Apps must communicate required privileges to the consumer¶
Snowflake security policy requires that apps must provide all privileges required by the app on all objects and all API integrations.
Reason for the rejection
This rejection may occur when the app requests that a consumer grants privileges on an object without communicating the required privileges to the consumer in advance.
How to resolve this issue
To resolve this issue, you must provide information about the permissions required by the application and objects created by the application before asking the consumer to grant privileges.
Information required to appeal the rejection
To appeal this rejection, provide the following information in your support ticket:
A list of all the permissions required by the application.
A list of all the objects created by the application.

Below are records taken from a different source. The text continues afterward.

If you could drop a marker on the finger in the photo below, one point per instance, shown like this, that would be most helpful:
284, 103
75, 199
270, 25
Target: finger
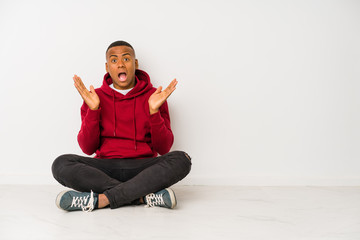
172, 84
80, 85
79, 82
158, 90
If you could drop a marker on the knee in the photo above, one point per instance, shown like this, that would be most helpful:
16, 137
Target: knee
183, 159
59, 164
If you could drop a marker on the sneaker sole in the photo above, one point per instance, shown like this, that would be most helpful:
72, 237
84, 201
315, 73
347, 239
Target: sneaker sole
172, 197
58, 198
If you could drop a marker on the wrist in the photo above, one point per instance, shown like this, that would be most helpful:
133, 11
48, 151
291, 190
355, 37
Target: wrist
94, 108
153, 111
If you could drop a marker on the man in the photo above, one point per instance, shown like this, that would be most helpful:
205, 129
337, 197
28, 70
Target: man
126, 124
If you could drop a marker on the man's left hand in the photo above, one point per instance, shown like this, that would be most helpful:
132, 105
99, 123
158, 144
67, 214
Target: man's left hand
159, 97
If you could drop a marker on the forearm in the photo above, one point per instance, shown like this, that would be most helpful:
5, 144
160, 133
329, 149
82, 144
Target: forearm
161, 135
89, 134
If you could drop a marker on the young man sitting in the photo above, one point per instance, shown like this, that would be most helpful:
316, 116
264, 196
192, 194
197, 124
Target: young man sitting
126, 124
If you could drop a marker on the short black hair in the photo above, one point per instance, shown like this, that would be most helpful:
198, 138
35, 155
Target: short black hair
120, 43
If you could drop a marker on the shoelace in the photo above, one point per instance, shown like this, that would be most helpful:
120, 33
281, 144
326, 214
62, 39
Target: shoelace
154, 200
81, 201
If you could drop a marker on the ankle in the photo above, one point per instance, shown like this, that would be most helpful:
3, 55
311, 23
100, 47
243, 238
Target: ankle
103, 201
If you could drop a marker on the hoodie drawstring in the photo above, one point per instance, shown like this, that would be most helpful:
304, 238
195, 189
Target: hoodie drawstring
114, 114
134, 124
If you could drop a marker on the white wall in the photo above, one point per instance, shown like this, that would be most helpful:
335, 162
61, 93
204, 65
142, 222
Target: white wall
268, 91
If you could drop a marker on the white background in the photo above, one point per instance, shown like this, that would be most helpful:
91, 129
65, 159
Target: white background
268, 91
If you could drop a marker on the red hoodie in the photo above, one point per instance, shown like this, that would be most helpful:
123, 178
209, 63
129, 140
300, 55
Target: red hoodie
122, 127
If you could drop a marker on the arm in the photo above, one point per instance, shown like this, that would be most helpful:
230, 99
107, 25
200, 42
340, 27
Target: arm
162, 137
89, 134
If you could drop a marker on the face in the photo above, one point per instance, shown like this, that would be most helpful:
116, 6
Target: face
121, 65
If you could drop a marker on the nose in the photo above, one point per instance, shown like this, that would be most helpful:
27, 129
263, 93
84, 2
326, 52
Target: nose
121, 64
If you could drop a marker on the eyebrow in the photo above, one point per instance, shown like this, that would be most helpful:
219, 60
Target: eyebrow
121, 55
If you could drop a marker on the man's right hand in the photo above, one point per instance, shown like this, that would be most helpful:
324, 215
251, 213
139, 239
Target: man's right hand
90, 97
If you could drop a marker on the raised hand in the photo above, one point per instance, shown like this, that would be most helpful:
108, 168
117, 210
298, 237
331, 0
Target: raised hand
90, 97
159, 97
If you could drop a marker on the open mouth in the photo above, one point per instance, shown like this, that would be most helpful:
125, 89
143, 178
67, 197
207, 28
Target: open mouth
122, 77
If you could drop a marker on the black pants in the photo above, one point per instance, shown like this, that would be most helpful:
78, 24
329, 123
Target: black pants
123, 181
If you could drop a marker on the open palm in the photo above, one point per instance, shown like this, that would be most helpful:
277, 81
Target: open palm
90, 97
159, 97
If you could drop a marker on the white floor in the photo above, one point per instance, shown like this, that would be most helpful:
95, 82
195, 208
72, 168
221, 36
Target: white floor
203, 212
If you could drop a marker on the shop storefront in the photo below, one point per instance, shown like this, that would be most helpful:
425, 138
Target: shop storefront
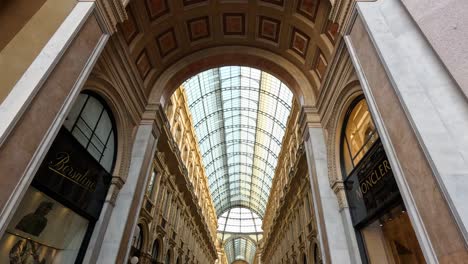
55, 219
382, 226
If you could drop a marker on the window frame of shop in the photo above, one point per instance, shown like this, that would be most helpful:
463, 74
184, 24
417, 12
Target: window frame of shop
389, 204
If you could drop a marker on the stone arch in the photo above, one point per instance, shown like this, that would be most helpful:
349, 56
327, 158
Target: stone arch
123, 123
267, 61
146, 235
344, 99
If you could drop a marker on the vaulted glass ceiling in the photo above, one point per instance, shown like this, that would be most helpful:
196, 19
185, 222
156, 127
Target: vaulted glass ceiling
240, 248
239, 115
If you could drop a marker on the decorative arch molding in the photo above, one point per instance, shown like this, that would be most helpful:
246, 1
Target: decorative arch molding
270, 62
123, 123
343, 101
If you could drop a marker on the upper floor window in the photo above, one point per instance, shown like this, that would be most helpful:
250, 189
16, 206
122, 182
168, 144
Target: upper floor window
358, 135
138, 238
92, 124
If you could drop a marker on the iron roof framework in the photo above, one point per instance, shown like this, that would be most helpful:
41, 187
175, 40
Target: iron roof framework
240, 248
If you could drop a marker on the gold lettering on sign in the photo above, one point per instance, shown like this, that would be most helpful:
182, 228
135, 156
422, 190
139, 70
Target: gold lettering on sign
377, 174
61, 165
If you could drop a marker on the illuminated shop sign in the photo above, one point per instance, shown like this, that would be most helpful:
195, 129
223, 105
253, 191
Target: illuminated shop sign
71, 173
371, 186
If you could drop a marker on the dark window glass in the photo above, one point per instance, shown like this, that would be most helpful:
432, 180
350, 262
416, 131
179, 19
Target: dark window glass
91, 123
359, 134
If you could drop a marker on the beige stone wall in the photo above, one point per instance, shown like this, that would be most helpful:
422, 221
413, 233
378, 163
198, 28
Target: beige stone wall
24, 34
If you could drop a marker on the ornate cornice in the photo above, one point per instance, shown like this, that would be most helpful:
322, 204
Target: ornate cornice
110, 13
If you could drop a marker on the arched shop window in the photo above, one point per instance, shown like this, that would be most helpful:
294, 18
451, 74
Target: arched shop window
55, 219
358, 135
90, 121
383, 229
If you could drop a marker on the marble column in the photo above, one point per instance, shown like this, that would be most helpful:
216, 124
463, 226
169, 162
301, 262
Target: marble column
117, 239
331, 233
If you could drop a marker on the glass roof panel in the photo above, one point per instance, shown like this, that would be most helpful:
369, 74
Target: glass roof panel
240, 248
239, 115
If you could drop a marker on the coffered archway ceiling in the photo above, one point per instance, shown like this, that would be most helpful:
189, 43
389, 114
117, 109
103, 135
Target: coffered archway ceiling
159, 33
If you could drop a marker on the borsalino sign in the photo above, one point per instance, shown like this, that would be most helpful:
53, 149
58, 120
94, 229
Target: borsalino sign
371, 186
73, 176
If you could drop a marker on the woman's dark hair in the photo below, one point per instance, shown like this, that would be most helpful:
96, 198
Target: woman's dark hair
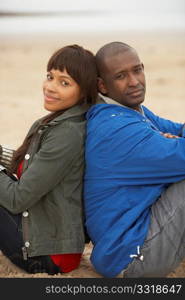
80, 65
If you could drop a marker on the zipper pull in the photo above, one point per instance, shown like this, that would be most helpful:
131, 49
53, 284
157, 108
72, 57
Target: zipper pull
25, 254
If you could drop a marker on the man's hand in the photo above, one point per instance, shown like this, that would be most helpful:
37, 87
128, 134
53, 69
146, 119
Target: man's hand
169, 135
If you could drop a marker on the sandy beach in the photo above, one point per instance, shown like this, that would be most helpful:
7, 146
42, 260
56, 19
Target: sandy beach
23, 68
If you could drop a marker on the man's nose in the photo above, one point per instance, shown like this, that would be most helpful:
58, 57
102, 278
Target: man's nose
132, 80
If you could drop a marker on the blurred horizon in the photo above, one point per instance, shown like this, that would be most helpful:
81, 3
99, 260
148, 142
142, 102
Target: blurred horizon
17, 16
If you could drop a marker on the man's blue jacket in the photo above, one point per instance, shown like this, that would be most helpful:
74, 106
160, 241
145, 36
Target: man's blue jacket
129, 163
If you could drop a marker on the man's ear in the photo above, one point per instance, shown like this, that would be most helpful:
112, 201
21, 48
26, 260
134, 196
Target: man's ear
101, 86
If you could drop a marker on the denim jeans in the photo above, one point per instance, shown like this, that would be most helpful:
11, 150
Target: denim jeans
11, 243
164, 247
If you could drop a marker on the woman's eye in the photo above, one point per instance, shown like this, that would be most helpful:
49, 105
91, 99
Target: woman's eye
64, 83
120, 76
49, 77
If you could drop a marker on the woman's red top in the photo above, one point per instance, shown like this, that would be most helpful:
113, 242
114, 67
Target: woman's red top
66, 262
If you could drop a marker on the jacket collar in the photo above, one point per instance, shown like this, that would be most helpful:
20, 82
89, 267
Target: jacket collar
77, 110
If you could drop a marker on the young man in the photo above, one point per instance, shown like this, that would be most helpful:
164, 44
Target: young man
135, 170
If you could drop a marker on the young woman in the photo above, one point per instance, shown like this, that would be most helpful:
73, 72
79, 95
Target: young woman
41, 208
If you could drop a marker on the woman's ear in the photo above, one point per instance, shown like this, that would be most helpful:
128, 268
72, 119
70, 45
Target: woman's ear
101, 86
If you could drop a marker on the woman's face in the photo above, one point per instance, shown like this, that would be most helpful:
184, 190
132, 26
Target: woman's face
60, 91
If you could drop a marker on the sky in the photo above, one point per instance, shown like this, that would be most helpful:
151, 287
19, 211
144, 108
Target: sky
164, 6
92, 15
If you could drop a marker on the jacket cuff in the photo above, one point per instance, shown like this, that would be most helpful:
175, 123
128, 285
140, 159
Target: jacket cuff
6, 157
2, 168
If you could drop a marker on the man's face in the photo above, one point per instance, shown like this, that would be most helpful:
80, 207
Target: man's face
123, 79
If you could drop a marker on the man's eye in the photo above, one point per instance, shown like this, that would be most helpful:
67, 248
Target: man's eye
138, 70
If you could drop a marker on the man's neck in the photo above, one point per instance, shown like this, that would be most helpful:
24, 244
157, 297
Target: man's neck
111, 101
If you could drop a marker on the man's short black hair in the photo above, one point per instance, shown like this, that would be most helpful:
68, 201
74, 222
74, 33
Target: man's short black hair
108, 50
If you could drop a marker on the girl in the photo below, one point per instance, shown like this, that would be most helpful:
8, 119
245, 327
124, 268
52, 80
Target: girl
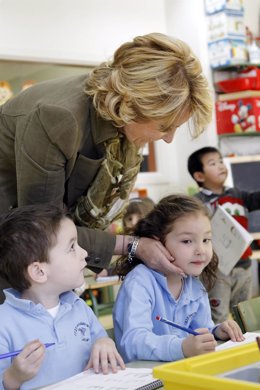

The location in the application where the privileges are disclosed to the consumer before asking the consumer to grant the privileges.
Apps must only request the minimum set of privileges possible¶
Snowflake security policy requires that applications should only ask for the minimum set of privileges needed for the application to function.
Reason for the rejection
The app is requesting broad permissions in the consumer account. For example, the app is requesting ownership on a database when usage permissions might be sufficient.
How to resolve this issue
To resolve this issue, modify your app to request only the minimum required privileges for the application to function.
Information required to appeal the rejection
To appeal this rejection, provide the following information in your support ticket:
A list of all the permissions required by the application.
A list of all the objects created by the application.
A detailed explanation for the use of any account-level privileges, ownership grants or admin role requests/grants.